Sci a Natale, nuova proposta delle Regioni alpine: “no” al pendolarismo

Skipass solo a chi prenota almeno una notte o possiede o affitta una seconda casa

Sci a Natale: nuova proposta delle Regioni alpine italiane dopo il “no” del Governo Conte. La proposta di mediazione è per evitare un completo tracollo del settore turistico invernale.

La proposta degli assessori delle Regioni alpine di aprire gli impianti per chi soggiorna nelle località turistiche arriva dopo la constatazione della differenza di vedute tra gli Stati delle Alpi, con la Svizzera fuori dall’Unione Europea già aperta e l’Austria in procinto di aprire gli impianti. «La nostra proposta» – rimarcano le Regioni – «non è legata agli aspetti ludici dello sci e dello svago della “settimana bianca” ma, al contrario, deriva da un’attenzione particolare al mondo del lavoro e all’occupazione che l’industria dello sci genera sui nostri territori montani. Trovare un compromesso con il Governo di Roma per scongiurare una chiusura totale delle località turistiche invernali è d’obbligo, ne va della sopravvivenza della montagna, dei suoi lavoratori e del suo indotto di 20 miliardi».

Delle vacanze di Natale diverse, con la possibilità di sciare solo per chi pernotta almeno una notte nelle diverse destinazioni o per chi possiede o affitta una seconda casa nelle zone sciistiche: è la proposta degli assessori delle Regioni alpine per evitare gli assembramenti nelle località turistiche.

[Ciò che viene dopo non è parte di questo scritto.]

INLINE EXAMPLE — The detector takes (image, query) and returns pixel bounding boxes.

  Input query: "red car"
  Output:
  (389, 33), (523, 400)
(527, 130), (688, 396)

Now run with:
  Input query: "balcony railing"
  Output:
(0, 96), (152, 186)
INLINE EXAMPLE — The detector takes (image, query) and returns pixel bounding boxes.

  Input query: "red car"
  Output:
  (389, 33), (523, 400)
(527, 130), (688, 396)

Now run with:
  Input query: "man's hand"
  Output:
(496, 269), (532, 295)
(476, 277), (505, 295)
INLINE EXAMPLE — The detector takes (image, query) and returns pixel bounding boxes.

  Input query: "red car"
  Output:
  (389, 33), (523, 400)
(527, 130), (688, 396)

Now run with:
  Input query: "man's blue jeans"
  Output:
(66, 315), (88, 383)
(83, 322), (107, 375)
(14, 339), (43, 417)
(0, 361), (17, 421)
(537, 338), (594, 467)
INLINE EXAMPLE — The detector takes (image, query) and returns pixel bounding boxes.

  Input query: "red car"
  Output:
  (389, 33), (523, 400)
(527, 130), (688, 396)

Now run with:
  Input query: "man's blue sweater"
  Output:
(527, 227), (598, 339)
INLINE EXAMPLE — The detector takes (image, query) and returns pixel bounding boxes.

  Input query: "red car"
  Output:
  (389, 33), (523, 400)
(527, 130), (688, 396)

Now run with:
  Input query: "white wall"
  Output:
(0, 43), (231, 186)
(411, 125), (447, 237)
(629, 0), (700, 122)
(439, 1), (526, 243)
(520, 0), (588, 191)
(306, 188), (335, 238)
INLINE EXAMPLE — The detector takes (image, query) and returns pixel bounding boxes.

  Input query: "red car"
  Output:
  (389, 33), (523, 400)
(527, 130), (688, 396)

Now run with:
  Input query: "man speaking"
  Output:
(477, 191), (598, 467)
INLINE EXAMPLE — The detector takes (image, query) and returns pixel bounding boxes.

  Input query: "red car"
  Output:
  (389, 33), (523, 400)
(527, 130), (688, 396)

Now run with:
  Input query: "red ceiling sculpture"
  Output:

«Concedere lo skipass a chi ha pernottato in una struttura ricettiva e a chi possiede o prende in affitto una seconda casa consente di controllare al meglio l’afflusso all’impianto sciistico; Il pendolarismo può infatti essere un problema in certe giornate», affermano gli assessori di Piemonte, Valle d’Aosta, Lombardia, Provincia di Bolzano, Provincia di Trento, Veneto e Friuli Venezia Giulia.

La soluzione proposta

«La soluzione che proponiamo al Governo Conte permette di avviare la stagione invernale con gradualità, in questo modo si potranno applicare i protocolli di sicurezza che abbiamo approvato lunedì scorso e metterli alla prova» – proseguono gli Assessori delle Regioni alpine -. Infatti, se consentiamo l’acquisto degli skipass solo a chi ha pernottato in una struttura ricettiva o in una seconda casa saremo in grado di sapere con precisione il numero degli avventori per ogni giorno e in questo modo potremo gestire al meglio l’afflusso e il deflusso agli impianti di risalita. Si tratta di una soluzione ragionevole, da adattare alle esigenze di ciascun territorio. Il Governo ci ascolti, consenta l’apertura degli impianti di risalita con questo criterio e permetta la mobilità regionale».

Mobilità

Per gli Assessori, permettere la mobilità regionale durante le festività è un requisito necessario per il settore. «Se il Comitato Tecnico Scientifico e il Governo intendono vietarla per evitare feste e momenti di aggregazione, consentano perlomeno la mobilità tra Regioni per chi ha prenotato in una struttura ricettiva almeno una notte», si legge.